これで俺は魔界で尊敬される程のポジションにつけるって確信していた、当時は。
だが、調子に乗って次々高波だ蝗害だと文明レベルに合わせてやる余裕まで見せて攻勢かけてたら、どうだ。数年後、遂に奴らは生贄作戦に出た。
そんな事されても止めないぞ、と言ってやる気でいたが、その生贄に出された人間がまだ6つの同年代と比べても一際小っこい女の子だったんで、ここで歯車が狂った。
俺はそれを見てうっかり同情してしまったんだ。多分鼻くそとして生まれた自分とどこか重ねてしまったんだろう。

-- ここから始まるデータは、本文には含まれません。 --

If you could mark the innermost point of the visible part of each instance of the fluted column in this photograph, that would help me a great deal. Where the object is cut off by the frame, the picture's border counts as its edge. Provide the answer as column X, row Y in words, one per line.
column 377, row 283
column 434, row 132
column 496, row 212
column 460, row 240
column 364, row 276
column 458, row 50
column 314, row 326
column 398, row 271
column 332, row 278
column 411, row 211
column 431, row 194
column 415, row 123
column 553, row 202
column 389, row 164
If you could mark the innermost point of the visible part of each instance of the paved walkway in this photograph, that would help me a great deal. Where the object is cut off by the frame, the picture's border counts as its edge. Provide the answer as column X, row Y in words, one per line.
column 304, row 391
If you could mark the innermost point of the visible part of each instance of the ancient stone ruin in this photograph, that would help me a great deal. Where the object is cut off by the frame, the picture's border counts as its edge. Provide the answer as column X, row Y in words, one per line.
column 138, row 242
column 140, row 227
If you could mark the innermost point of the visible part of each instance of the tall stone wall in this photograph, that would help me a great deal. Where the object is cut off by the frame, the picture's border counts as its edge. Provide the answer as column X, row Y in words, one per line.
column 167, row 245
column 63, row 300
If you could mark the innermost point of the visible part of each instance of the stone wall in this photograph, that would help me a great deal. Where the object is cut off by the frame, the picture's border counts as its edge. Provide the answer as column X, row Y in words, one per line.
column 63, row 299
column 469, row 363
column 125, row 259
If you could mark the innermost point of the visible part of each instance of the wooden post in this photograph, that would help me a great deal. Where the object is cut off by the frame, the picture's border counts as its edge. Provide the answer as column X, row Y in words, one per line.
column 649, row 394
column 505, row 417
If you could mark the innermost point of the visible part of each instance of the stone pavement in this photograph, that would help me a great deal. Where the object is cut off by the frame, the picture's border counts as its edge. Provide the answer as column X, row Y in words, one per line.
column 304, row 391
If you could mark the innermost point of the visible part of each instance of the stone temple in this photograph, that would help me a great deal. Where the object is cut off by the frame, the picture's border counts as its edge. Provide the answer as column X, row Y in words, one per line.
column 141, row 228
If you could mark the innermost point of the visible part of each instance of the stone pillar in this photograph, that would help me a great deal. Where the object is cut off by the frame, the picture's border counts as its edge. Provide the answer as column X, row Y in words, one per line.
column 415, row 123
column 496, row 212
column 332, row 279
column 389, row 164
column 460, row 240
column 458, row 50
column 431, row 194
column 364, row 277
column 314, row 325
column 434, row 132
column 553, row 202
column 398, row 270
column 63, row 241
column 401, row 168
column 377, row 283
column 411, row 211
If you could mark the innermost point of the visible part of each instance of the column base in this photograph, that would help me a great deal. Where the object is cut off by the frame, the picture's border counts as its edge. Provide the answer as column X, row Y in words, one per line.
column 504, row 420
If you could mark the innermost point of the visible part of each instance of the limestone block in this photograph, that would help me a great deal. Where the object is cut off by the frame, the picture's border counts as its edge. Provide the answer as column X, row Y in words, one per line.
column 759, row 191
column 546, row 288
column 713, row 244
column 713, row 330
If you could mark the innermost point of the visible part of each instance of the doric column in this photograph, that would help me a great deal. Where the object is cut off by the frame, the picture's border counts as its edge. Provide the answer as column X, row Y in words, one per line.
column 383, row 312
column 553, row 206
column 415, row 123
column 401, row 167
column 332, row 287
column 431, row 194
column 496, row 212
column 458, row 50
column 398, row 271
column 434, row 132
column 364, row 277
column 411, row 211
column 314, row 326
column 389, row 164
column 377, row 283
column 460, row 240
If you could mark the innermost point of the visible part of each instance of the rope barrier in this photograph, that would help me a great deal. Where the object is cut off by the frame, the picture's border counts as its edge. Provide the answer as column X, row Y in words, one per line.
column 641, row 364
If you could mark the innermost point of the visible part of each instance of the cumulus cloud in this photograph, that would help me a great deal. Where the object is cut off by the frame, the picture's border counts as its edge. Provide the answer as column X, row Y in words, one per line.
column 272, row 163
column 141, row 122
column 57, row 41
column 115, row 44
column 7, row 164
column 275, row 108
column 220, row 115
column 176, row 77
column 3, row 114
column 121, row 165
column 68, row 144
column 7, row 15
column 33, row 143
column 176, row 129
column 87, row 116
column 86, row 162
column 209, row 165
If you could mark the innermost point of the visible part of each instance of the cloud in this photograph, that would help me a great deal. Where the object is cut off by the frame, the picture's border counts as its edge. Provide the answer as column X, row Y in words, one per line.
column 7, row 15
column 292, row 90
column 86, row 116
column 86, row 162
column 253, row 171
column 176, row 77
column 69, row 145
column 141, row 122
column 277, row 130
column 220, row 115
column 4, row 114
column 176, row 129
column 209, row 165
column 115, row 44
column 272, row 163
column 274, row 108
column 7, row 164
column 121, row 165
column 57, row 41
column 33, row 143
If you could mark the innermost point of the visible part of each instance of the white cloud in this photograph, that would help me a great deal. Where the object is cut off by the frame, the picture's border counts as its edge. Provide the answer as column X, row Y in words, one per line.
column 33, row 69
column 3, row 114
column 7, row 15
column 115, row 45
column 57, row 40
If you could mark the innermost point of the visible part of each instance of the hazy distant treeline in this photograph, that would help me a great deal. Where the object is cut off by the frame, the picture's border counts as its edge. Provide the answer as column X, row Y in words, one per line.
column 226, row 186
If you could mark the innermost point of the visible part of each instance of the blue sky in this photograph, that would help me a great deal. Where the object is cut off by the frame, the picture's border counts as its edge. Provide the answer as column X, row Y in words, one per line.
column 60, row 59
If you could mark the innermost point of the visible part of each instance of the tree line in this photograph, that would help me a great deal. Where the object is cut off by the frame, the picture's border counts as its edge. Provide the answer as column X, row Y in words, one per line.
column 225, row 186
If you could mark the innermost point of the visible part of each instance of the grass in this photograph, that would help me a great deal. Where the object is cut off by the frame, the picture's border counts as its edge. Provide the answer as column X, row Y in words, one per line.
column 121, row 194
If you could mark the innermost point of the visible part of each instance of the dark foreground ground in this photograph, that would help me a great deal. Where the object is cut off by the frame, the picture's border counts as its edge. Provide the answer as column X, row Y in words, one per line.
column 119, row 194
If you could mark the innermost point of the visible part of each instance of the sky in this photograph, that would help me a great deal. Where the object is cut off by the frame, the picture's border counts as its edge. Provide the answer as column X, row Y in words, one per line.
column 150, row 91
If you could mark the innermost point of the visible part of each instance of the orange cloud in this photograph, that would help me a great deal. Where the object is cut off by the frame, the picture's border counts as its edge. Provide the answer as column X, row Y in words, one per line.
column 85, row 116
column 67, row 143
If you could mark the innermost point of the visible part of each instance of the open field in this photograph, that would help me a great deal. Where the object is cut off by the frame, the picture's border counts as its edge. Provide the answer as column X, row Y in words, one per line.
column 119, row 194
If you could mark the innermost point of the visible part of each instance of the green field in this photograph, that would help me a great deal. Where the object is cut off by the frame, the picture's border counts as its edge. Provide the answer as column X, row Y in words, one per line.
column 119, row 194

まだ子供で身体もうんと小さくて、大きな大人達が決めた事に抗う術も力も無いその姿に、素直に胸を痛めてしまった。
きっと今あの小さい頭の中に詰まってる思い出は、俺が荒らしまくって荒廃しかかった世界の景色と、自分の命をどうやって奪うかを大声で話し合う大人達への恐怖だけだろうな。
楽しい事ちゃんとあっただろうか、と目頭が熱くなってきた時、女の子は荒れ狂う海に投げ込まれることに決まった。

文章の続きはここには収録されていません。